The Electricity (Allocation of Undertakings to Area Boards) Order 1948 (SI 1948/484) transferred the electricity business of the following local authorities and private companies to the new board effective 31 March 1948.

==== Local authorities ====

- Barnstaple Corporation
- Bath Corporation
- Bridport Corporation
- Bristol Corporation
- Exeter Corporation
- Lyme Regis Corporation
- Plymouth Corporation
- Plympton St. Mary Rural District Council
- Taunton Corporation
- Tiverton Corporation
- Torquay Corporation

==== Private companies ====

- Bideford and District Electricity Supply Company
- Bridgwater and District Electric Supply Traction Company
- Brixham Gas and Electricity Company
- Bude Electric Supply Company
- Burnham and District Electric Supply Company
- Chudleigh Electric Light and Power Company
- Cornwall Electric Power Company
- Culm Valley Electric Supply Company
- Dawlish Electric Light and Power Company
- East Devon Electricity Company
- Exe Valley Electricity Company
- Holsworthy Electric Supply Company
- Ilfracombe Electric Light and Power Company
- Lynton and Lynmouth Electric Light Company
- Mid-Somerset Electric Supply Company
- Minehead Electric Supply Company
- North Somerset Electric Supply Company
- Paignton Electric Light and Power Company
- St. Austell and District Electric Lighting Power Company
- Salcombe Gas and Electricity Company
- Seaton and District Electric Light Company
- South Somerset and District Electricity Company
- Teignmouth Electric Lighting Company
- Wellington District Electricity Company
- West Devon Electric Supply Company
- Weston-super-Mare and District Electric Supply Company

==Company timeline==
In 1990, SWEB Energy was formed from the privatisation of the South Western Electricity Board.

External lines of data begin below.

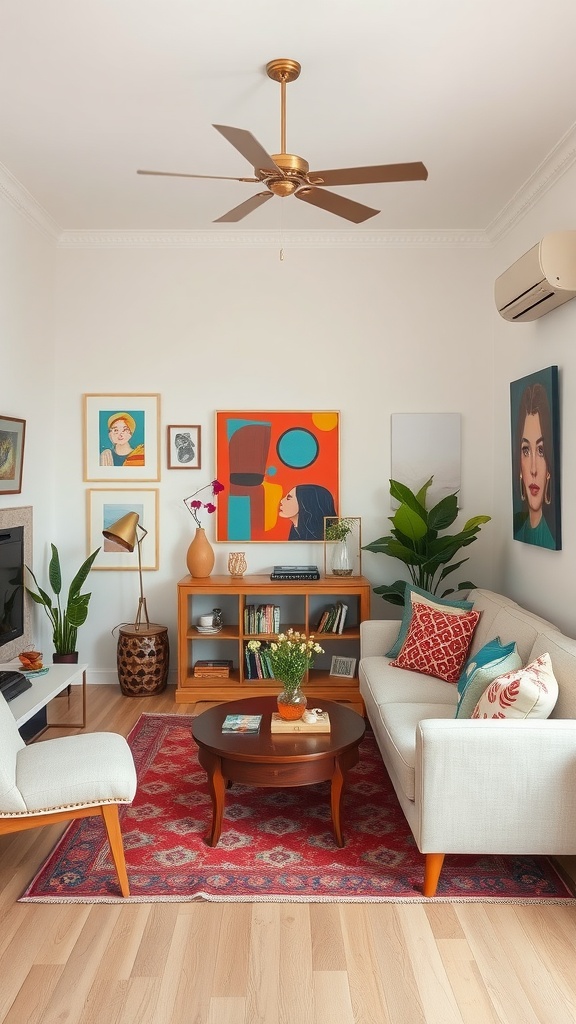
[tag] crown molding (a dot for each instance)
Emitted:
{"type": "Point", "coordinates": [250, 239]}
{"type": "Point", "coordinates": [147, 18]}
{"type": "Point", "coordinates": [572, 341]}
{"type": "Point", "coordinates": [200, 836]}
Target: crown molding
{"type": "Point", "coordinates": [21, 200]}
{"type": "Point", "coordinates": [546, 174]}
{"type": "Point", "coordinates": [272, 240]}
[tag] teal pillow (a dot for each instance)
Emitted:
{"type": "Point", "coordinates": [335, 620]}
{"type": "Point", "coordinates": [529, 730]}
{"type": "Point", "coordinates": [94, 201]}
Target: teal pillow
{"type": "Point", "coordinates": [438, 602]}
{"type": "Point", "coordinates": [492, 651]}
{"type": "Point", "coordinates": [482, 673]}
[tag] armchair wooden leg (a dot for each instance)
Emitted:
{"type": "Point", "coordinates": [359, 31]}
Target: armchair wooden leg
{"type": "Point", "coordinates": [433, 867]}
{"type": "Point", "coordinates": [112, 822]}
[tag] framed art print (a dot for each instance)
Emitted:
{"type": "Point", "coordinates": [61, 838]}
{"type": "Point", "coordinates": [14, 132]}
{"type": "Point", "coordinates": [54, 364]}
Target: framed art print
{"type": "Point", "coordinates": [280, 472]}
{"type": "Point", "coordinates": [535, 452]}
{"type": "Point", "coordinates": [183, 450]}
{"type": "Point", "coordinates": [105, 508]}
{"type": "Point", "coordinates": [12, 433]}
{"type": "Point", "coordinates": [121, 437]}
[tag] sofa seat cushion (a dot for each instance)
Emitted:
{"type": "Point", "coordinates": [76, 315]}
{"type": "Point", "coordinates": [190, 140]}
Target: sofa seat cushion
{"type": "Point", "coordinates": [396, 734]}
{"type": "Point", "coordinates": [381, 684]}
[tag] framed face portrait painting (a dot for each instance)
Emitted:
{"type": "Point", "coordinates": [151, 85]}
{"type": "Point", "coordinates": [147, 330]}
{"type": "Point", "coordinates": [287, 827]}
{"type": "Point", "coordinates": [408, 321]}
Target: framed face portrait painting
{"type": "Point", "coordinates": [121, 437]}
{"type": "Point", "coordinates": [535, 451]}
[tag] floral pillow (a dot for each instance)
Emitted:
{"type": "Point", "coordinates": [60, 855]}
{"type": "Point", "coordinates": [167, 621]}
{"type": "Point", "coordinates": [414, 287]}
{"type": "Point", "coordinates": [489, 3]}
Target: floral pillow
{"type": "Point", "coordinates": [529, 692]}
{"type": "Point", "coordinates": [414, 595]}
{"type": "Point", "coordinates": [437, 643]}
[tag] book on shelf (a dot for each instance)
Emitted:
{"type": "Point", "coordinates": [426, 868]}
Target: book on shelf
{"type": "Point", "coordinates": [212, 668]}
{"type": "Point", "coordinates": [242, 723]}
{"type": "Point", "coordinates": [295, 572]}
{"type": "Point", "coordinates": [322, 724]}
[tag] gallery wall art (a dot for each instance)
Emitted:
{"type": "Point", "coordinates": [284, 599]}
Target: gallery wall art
{"type": "Point", "coordinates": [535, 459]}
{"type": "Point", "coordinates": [280, 472]}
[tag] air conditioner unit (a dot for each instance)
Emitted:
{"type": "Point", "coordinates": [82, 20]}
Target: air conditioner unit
{"type": "Point", "coordinates": [539, 281]}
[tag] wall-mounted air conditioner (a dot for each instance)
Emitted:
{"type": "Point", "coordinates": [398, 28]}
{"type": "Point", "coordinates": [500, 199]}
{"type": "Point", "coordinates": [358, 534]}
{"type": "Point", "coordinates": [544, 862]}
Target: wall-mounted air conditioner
{"type": "Point", "coordinates": [539, 281]}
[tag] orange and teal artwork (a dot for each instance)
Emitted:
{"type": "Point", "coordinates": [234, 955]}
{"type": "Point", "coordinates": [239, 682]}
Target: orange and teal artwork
{"type": "Point", "coordinates": [281, 474]}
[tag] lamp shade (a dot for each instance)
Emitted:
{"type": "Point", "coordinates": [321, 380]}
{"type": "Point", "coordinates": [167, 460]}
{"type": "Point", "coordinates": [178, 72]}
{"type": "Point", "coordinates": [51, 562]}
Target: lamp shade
{"type": "Point", "coordinates": [124, 530]}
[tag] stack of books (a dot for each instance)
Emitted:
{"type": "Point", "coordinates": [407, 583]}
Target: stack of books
{"type": "Point", "coordinates": [213, 668]}
{"type": "Point", "coordinates": [295, 572]}
{"type": "Point", "coordinates": [333, 619]}
{"type": "Point", "coordinates": [261, 619]}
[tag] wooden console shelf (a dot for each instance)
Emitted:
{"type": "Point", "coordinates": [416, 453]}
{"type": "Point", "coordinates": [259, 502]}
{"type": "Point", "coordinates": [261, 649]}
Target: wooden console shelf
{"type": "Point", "coordinates": [301, 603]}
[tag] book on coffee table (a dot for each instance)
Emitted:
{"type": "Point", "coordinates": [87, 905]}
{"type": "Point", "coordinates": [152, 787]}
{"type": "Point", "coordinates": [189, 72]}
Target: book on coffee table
{"type": "Point", "coordinates": [242, 723]}
{"type": "Point", "coordinates": [279, 724]}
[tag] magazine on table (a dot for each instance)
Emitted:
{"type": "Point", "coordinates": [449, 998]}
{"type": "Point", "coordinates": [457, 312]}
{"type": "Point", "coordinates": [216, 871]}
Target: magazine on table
{"type": "Point", "coordinates": [242, 723]}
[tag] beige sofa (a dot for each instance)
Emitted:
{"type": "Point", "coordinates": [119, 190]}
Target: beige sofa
{"type": "Point", "coordinates": [469, 785]}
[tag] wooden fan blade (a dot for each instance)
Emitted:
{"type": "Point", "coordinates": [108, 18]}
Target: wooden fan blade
{"type": "Point", "coordinates": [369, 175]}
{"type": "Point", "coordinates": [250, 148]}
{"type": "Point", "coordinates": [212, 177]}
{"type": "Point", "coordinates": [244, 209]}
{"type": "Point", "coordinates": [336, 204]}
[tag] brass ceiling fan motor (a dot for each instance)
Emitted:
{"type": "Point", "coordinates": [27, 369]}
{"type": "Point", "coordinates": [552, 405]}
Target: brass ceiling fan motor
{"type": "Point", "coordinates": [287, 174]}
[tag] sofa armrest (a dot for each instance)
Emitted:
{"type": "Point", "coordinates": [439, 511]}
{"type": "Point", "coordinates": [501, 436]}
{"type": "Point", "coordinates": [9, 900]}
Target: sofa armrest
{"type": "Point", "coordinates": [496, 785]}
{"type": "Point", "coordinates": [377, 636]}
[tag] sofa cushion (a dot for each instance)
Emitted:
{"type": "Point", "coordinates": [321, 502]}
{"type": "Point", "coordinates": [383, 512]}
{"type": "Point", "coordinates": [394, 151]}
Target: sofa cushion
{"type": "Point", "coordinates": [437, 643]}
{"type": "Point", "coordinates": [414, 595]}
{"type": "Point", "coordinates": [529, 692]}
{"type": "Point", "coordinates": [480, 673]}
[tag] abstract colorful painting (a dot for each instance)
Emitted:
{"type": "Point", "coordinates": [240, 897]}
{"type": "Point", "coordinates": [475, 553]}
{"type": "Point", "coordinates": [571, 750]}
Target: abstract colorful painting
{"type": "Point", "coordinates": [535, 442]}
{"type": "Point", "coordinates": [280, 472]}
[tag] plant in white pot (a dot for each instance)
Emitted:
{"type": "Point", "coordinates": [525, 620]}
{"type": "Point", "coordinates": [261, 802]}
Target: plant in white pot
{"type": "Point", "coordinates": [66, 621]}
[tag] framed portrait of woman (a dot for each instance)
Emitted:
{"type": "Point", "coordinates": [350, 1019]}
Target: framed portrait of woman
{"type": "Point", "coordinates": [281, 474]}
{"type": "Point", "coordinates": [535, 451]}
{"type": "Point", "coordinates": [121, 437]}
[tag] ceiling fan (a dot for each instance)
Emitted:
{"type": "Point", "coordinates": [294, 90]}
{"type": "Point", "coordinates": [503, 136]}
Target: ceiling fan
{"type": "Point", "coordinates": [287, 174]}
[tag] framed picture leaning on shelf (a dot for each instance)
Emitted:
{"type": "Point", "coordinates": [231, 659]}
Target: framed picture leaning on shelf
{"type": "Point", "coordinates": [121, 437]}
{"type": "Point", "coordinates": [183, 450]}
{"type": "Point", "coordinates": [283, 469]}
{"type": "Point", "coordinates": [12, 432]}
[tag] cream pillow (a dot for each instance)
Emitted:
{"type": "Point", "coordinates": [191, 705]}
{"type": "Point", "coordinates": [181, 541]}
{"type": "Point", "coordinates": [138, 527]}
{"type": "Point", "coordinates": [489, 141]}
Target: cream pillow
{"type": "Point", "coordinates": [529, 692]}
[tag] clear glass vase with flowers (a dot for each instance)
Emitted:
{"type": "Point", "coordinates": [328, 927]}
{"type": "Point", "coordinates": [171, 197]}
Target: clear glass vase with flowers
{"type": "Point", "coordinates": [290, 655]}
{"type": "Point", "coordinates": [200, 556]}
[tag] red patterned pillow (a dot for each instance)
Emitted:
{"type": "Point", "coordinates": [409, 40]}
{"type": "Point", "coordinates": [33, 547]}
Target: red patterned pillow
{"type": "Point", "coordinates": [437, 644]}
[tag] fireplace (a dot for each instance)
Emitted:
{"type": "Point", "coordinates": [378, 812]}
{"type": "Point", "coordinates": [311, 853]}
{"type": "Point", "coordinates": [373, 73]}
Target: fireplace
{"type": "Point", "coordinates": [9, 518]}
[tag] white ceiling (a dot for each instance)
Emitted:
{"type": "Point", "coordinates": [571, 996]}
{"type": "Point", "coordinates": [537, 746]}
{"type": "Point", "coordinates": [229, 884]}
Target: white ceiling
{"type": "Point", "coordinates": [482, 91]}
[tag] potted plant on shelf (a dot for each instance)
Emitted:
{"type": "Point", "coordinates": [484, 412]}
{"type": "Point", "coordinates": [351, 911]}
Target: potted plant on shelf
{"type": "Point", "coordinates": [337, 530]}
{"type": "Point", "coordinates": [66, 622]}
{"type": "Point", "coordinates": [415, 541]}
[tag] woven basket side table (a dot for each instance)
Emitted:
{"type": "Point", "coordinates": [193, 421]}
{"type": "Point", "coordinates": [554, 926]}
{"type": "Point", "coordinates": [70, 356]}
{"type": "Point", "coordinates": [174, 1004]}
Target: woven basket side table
{"type": "Point", "coordinates": [142, 660]}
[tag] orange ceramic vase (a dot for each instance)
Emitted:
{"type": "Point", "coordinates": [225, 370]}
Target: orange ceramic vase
{"type": "Point", "coordinates": [200, 556]}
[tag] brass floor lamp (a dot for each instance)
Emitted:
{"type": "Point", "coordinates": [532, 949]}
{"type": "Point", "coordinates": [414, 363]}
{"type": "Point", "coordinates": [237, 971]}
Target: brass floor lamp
{"type": "Point", "coordinates": [142, 647]}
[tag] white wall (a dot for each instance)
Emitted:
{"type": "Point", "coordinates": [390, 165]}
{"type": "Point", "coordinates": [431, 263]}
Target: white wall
{"type": "Point", "coordinates": [28, 371]}
{"type": "Point", "coordinates": [541, 580]}
{"type": "Point", "coordinates": [368, 332]}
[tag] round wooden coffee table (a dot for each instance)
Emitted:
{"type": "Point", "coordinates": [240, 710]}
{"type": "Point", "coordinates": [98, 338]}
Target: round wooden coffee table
{"type": "Point", "coordinates": [279, 759]}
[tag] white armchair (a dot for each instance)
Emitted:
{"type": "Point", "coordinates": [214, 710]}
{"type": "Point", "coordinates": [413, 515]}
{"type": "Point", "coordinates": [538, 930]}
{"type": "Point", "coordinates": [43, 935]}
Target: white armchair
{"type": "Point", "coordinates": [69, 777]}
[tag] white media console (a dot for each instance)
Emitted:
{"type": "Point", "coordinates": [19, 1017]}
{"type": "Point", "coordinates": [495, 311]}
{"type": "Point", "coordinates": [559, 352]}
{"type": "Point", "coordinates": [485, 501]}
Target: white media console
{"type": "Point", "coordinates": [58, 677]}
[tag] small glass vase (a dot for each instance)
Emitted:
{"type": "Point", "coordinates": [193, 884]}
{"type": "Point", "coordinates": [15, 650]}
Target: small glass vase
{"type": "Point", "coordinates": [291, 704]}
{"type": "Point", "coordinates": [341, 562]}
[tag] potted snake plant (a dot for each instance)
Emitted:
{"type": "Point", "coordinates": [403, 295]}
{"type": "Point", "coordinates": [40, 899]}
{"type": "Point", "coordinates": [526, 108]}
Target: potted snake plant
{"type": "Point", "coordinates": [66, 619]}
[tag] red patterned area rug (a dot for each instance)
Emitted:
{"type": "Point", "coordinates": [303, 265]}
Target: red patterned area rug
{"type": "Point", "coordinates": [276, 845]}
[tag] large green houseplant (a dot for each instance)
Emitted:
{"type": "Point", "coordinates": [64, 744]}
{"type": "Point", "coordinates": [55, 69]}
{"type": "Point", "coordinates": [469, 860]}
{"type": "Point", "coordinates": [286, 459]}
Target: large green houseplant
{"type": "Point", "coordinates": [66, 621]}
{"type": "Point", "coordinates": [415, 540]}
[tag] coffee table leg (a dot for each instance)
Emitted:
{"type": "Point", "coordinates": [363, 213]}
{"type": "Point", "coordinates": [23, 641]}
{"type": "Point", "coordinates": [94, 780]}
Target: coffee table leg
{"type": "Point", "coordinates": [335, 797]}
{"type": "Point", "coordinates": [216, 785]}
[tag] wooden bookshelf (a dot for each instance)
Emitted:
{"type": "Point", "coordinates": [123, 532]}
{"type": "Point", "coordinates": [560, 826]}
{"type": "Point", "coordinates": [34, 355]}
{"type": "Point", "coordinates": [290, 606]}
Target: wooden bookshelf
{"type": "Point", "coordinates": [301, 602]}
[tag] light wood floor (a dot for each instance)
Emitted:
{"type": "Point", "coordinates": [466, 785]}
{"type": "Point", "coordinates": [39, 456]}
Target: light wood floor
{"type": "Point", "coordinates": [269, 963]}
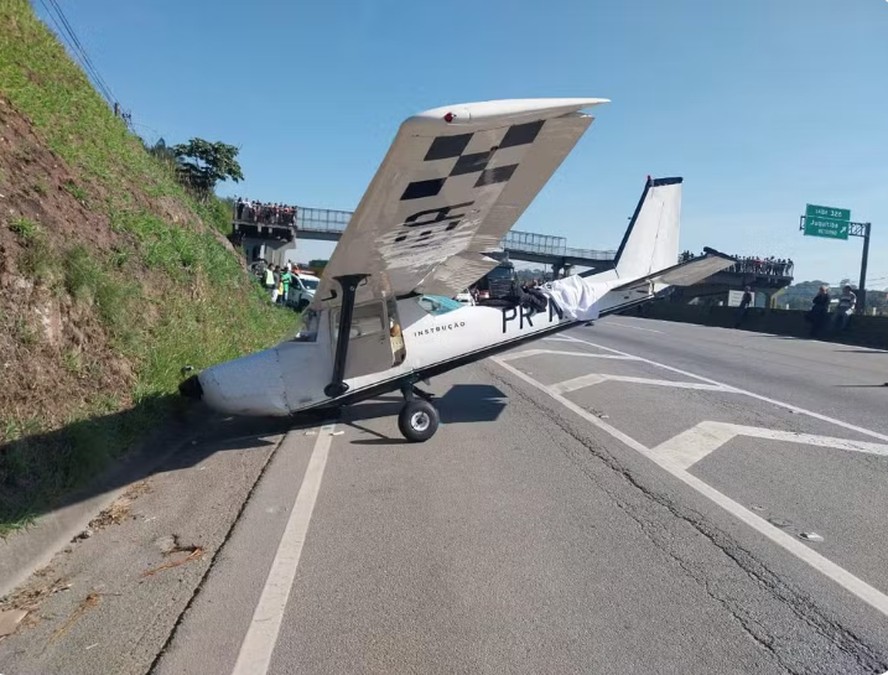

In 1995, SWEB Energy was bought by the American utility Southern Company.

In 1999, the company was bought by the PPL Corporation distribution company Western Power Distribution and was split into two. Western Power itself (officially known as WPD South West) dealt with the local distribution, metering and substations, and the 'SWEB' brand name was continued as a retail energy utility.

In June 1999, SWEB was sold to French-owned EDF Energy. The acquisition was authorised by the European Commission in Jul.1999. EDF discontinued the 'SWEB' brand name on 5 June 2006.